H
Huberman Lab·Science & EducationCultivating Awe & Emotional Connection in Daily Life | Dr. Dacher Keltner
TL;DR
Dr. Dacher Keltner explains how awe — triggered by shifting perception from small to vast — reduces inflammation, pain, and loneliness while deepening emotional connection.
Key Points
- 1.Awe science emerged from a gap in emotion research. Keltner, mentored by Paul Ekman, found 1990s–2000s emotion science focused only on negative emotions like anger and disgust, ignoring awe, music, and beauty — so Ekman told him to study awe.
- 2.The taxonomy of facial emotions has expanded from 6 to 20. Computational work by Alan Cowan using AI coded 2 million videos from 144 cultures and found 16 facial expressions with 75% cross-cultural overlap, suggesting 50–60% of emotional expression is hardwired.
- 3.Emotion exists across three loosely connected streams. Motor patterns, language, and felt experience correlate at only about 0.2 — meaning body, words, and inner feeling are largely independent streams that science still struggles to unify.
- 4.Awe is defined by the shift from small to vast perception. Whether visual, conceptual, or auditory, awe consistently involves moving from a narrow, focused state to an expansive one — confirmed by Keltner's fieldwork at Yosemite, T-Rex skeletons, eucalyptus groves, and Carnegie Hall.
- 5.Pixar's Pete Docter confirmed the small-to-vast mechanism in filmmaking. He described how films deliberately narrow attention — building tension — then suddenly reveal vastness to produce awe in audiences, validating the neuroscientific framework.
- 6.An 'awe walk' once a week produces measurable health and psychological benefits. Participants aged 75+ who walked for 30 minutes weekly — slowing breath, shifting gaze from small to vast — reported less physical pain, more kindness, and rising awe over 8 weeks.
- 7.Six years after an awe walk study, participants showed better brain health. The study with Virginia Sturm at UCSF found that elderly participants who did weekly awe walks had improved brain health markers years later, suggesting long-term neurological benefits.
- 8.Awe reduces inflammation, elevates vagal tone, and cuts long COVID symptoms.
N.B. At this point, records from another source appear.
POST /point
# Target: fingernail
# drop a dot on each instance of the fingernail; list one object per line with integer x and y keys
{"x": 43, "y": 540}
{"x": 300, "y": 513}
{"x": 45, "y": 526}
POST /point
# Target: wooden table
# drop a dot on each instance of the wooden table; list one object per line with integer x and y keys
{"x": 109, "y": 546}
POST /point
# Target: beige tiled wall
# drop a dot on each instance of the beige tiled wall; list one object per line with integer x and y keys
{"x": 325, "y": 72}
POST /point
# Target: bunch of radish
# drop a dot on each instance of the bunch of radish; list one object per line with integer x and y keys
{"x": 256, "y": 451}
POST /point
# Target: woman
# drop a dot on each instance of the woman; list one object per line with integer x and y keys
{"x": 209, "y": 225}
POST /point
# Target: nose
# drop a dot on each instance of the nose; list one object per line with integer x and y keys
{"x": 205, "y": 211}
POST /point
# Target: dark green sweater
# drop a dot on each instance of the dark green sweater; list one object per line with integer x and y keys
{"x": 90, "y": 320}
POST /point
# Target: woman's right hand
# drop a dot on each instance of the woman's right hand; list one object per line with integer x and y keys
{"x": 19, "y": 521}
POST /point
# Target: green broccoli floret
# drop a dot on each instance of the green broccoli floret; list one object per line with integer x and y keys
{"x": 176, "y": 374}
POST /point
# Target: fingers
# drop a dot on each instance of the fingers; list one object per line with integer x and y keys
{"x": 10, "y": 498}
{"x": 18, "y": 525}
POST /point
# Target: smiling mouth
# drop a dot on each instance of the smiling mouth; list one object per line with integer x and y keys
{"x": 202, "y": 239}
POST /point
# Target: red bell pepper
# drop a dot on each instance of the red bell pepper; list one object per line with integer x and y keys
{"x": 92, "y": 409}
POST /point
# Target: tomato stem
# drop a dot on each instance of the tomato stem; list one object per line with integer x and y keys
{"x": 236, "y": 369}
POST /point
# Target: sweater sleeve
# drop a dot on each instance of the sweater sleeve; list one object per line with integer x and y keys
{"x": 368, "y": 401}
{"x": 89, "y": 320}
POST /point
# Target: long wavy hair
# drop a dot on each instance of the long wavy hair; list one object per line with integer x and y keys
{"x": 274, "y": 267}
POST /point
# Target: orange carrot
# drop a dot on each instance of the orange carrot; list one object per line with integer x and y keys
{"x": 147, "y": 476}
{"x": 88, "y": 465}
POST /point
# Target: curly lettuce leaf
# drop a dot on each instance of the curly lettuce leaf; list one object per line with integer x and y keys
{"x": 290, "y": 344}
Just one minute of awe per day reduced long COVID symptoms in study participants, prompting medical doctors to begin considering prescribing nature and music as awe-based interventions.
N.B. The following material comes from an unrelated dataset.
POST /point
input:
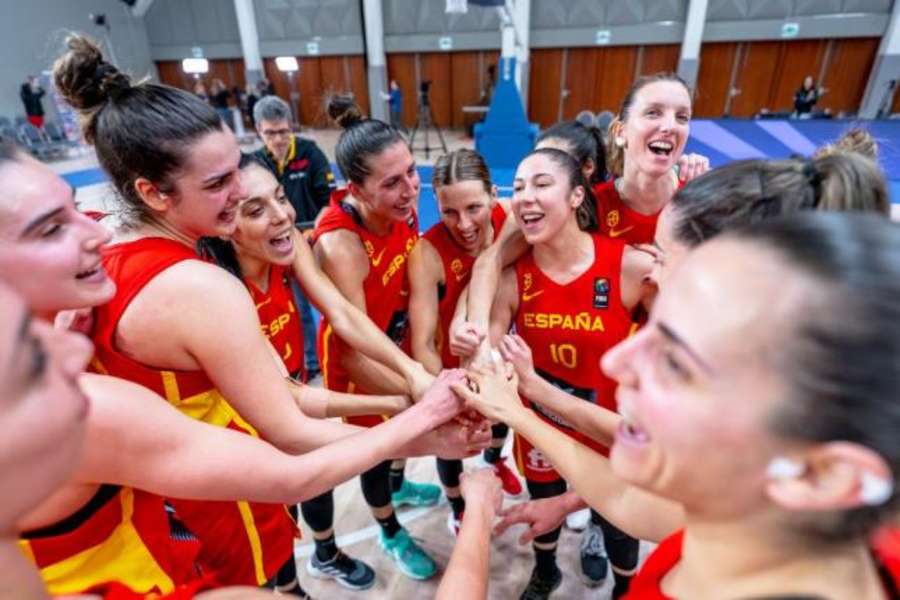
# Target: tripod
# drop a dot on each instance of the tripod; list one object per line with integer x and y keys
{"x": 425, "y": 121}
- 9.Huberman's 'spacetime bridging' practice mirrors the awe mechanism. His self-developed meditation cycles through interoception, near focus (hand), mid-distance, horizon, and planetary scale — then returns inward — using the small-to-vast process as a tool for emotional regulation.
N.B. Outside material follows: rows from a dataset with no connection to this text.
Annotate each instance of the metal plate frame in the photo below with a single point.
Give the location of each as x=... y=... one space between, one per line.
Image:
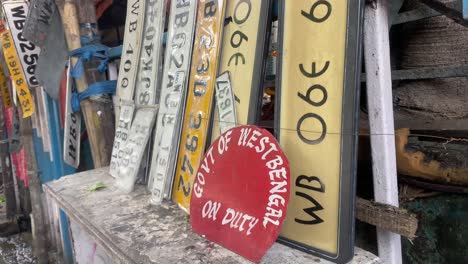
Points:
x=174 y=89
x=28 y=53
x=204 y=68
x=234 y=60
x=349 y=129
x=147 y=86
- 10.A balanced-mind awe paper links awe to equanimity via temporal distancing. Keltner's research shows awe fosters equanimity not just through spatial expansion but through shifts in time perception — a finding echoed by a symphony conductor who said music's power is entirely about altering the sense of time.
- 11.Chimpanzees likely experience awe, suggesting evolutionary origins. Frans de Waal (recently deceased) and Jane Goodall documented chimps showing 'waterfall displays' near vast nature — sitting quietly, getting goosebumps, rocking — which Goodall described as the beginnings of spirituality.
- 12.Awe quiets the default mode network and activates vagal tone. Neurophysiologically, awe shifts self-focused processing toward a sense of connection to something larger — evolution, nature, culture, or a loved sports team — fundamentally altering the brain's baseline state.
- 13.Brain synchronization is the materialist account of collective consciousness. At concerts and sporting events, hearts and brains literally synchronize across strangers within milliseconds; music is one of the fastest and most reliable tools for creating this collective physiological alignment.
- 14.Collective awe at events like Taylor Swift concerts creates instant moral bonding. Keltner and Jonathan Haidt argued early in their careers that awe evolved to fold individuals into cooperative groups — and live music, chanting, and shared movement (collective effervescence) are the fastest pathways.
- 15.Teasing and embarrassment play a key role in social bonding. Keltner studied young men teasing each other to research embarrassment and modesty, finding intentional embarrassment is a social bonding mechanism — work now relevant to debates about healthy versus toxic male social dynamics.